Он осмотрелся. В открытое окно свешивались листья пальмы, на улице кричали попугаи, вместо двери висела белая простыня.
Кряхтя, он встал, держась за стены, побрёл к проёму, занавешенному простынёй. Выйдя на улицу, осмотрелся. Возле дверей, на лавочке, курил Ешан. Услышав шорох, он глянул на вышедшего босого Семёна и сказал, не вставая с места:
– Очнулся. А я вот сижу здесь с утра. Жду. Маша сказала, что сегодня очнёшься.
Семён покивал молча головой и присел рядом с Ешаном. Потом взял пачку сигарет со скамейки, покрутил её в руках, достал сигарету и закурил. Так они и сидели молча, курили и молчали.
Потом Ешан спросил:
– Ты всё помнишь до ранения?
Семён глянул на него, затушил бычок и кивнул.
Ешан вздохнул:
– Много народу тогда убили. Ты четыре месяца был без сознания. Маша яд выводила из тебя. За мАлым чуть не умер.
Семён опять молча, покивал головой, глядя на мир пустыми глазами.
– А я вот сижу здесь… Жду тебя… Все боятся… А мне что бояться? У меня тоже Тару убили тогда, … один я остался, – и Ешан заплакал…
Семён посмотрел на него, вдохнул, закурил ещё сигарету. Немного помолчал, потом спросил:
– А что бояться – то? Меня что ли?
Ешан вытер глаза, и ответил:
– Виноватыми себя считают за смерть Гули. Не уберегли…
Семён коротко глянул на Ешана и молча отвернулся.
– А что за детей не спрашиваешь?
Семён покрутил сигарету в руках, потом ответил:
– Мёртвыми я их не видел. Наверное, правды боюсь. Поэтому и не спрашиваю. Когда не знаешь, вроде бы всё и в порядке.
Ешан вздохнул:
– Рано или поздно всё равно узнаешь. Улечка с близняшками – Колей и Сергеем, здесь. Остальные с Гулей «ушли».
Семён повесил голову и надолго замолчал. Потом встал, потрепал Ешана за плечо:
– Спасибо тебе, что встретил меня. Иди. Хочу побыть один.
С тех пор он мало выходил из своей хижины. И практически ни с кем не разговаривал. Маша приводила к нему детей, он сажал близняшек на одно колено, а подросшую Улю на другое и рассказывал добрые сказки.
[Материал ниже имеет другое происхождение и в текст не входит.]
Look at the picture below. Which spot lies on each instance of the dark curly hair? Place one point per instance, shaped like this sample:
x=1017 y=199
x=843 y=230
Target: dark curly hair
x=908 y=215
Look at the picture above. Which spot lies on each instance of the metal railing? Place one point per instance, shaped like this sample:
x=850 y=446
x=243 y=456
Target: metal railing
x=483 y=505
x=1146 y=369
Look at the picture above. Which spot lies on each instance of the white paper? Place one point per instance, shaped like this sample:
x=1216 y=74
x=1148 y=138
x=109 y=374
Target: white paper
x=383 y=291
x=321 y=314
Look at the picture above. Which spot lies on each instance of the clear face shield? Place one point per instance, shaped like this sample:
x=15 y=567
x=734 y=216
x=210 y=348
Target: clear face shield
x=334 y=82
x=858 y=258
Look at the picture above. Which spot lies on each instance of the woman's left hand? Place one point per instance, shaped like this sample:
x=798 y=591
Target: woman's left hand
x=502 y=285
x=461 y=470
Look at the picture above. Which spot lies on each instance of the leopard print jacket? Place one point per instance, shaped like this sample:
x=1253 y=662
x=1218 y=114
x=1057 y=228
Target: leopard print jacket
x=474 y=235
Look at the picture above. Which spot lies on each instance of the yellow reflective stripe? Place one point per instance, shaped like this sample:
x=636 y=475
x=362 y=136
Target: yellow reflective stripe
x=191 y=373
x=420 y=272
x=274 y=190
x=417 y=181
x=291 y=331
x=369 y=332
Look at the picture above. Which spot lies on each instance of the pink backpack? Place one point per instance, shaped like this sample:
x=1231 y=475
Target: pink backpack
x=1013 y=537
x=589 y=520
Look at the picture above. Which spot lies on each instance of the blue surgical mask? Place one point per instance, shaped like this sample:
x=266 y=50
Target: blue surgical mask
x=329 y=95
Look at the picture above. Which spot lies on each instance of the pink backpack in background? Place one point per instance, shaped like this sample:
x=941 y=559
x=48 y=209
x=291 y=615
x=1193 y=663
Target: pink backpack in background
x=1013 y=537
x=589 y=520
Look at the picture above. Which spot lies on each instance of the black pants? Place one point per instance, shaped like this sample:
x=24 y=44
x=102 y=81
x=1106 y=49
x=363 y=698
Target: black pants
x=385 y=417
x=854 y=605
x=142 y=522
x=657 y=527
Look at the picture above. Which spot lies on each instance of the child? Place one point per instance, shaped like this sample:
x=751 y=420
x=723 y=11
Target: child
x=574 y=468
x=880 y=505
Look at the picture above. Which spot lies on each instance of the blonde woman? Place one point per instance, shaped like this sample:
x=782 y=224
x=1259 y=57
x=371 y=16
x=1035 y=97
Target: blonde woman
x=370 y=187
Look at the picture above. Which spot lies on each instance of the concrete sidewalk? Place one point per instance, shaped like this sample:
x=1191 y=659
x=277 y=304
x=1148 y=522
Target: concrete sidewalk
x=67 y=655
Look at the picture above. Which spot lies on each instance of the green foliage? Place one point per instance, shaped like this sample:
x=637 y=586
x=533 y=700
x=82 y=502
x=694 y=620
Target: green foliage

Дети жаловались, что им надоели дяди китайцы – охранники, которые ходили за ними по пятам, и которых злой дядя Бохай обещал сжечь живьём, если они хоть на шаг от детей отойдут.
Семён лишь усмехался на эти жалобы и гладил их пушистые головы.
Улечка рассказывала про новую школу, какая там строгая охрана и как тяжело, когда тебя не отпускают одну купаться на речку.
Вскоре Семён решился сходить в новую школу, встретить детей после занятий. Не доходя метров двести до учебного заведения, земля вылетела у него из под ног, и он повис верх ногами на толстой ветке…
Его ноги туго перетягивала петля. Не успев сообразить, что случилось, он получил по затылку прикладом арбалета и потерял сознание.
Очнулся он от того, что на него брызгали водой. Открыв глаза, увидел перепуганное лицо горца. Семён знал его, тот был из сотни Керима. Держась за затылок попытался подняться, но потерял сознание от слабости и упал.
Пришёл в себя дома на топчане. Рядом стояла Маша со знакомым горцем. Воин, прикладывая руки к груди, просил прощение у Посла, за своих людей, которые просто не знали Семёна в лицо.
Караул школы был из новых бойцов, а он начкар не знал, что Посол пойдёт в школу. Это его вина, и он готов ответить, потому, что если Керим узнает, что на Посла посмели поднять руку, он просто зарежет всех виновных.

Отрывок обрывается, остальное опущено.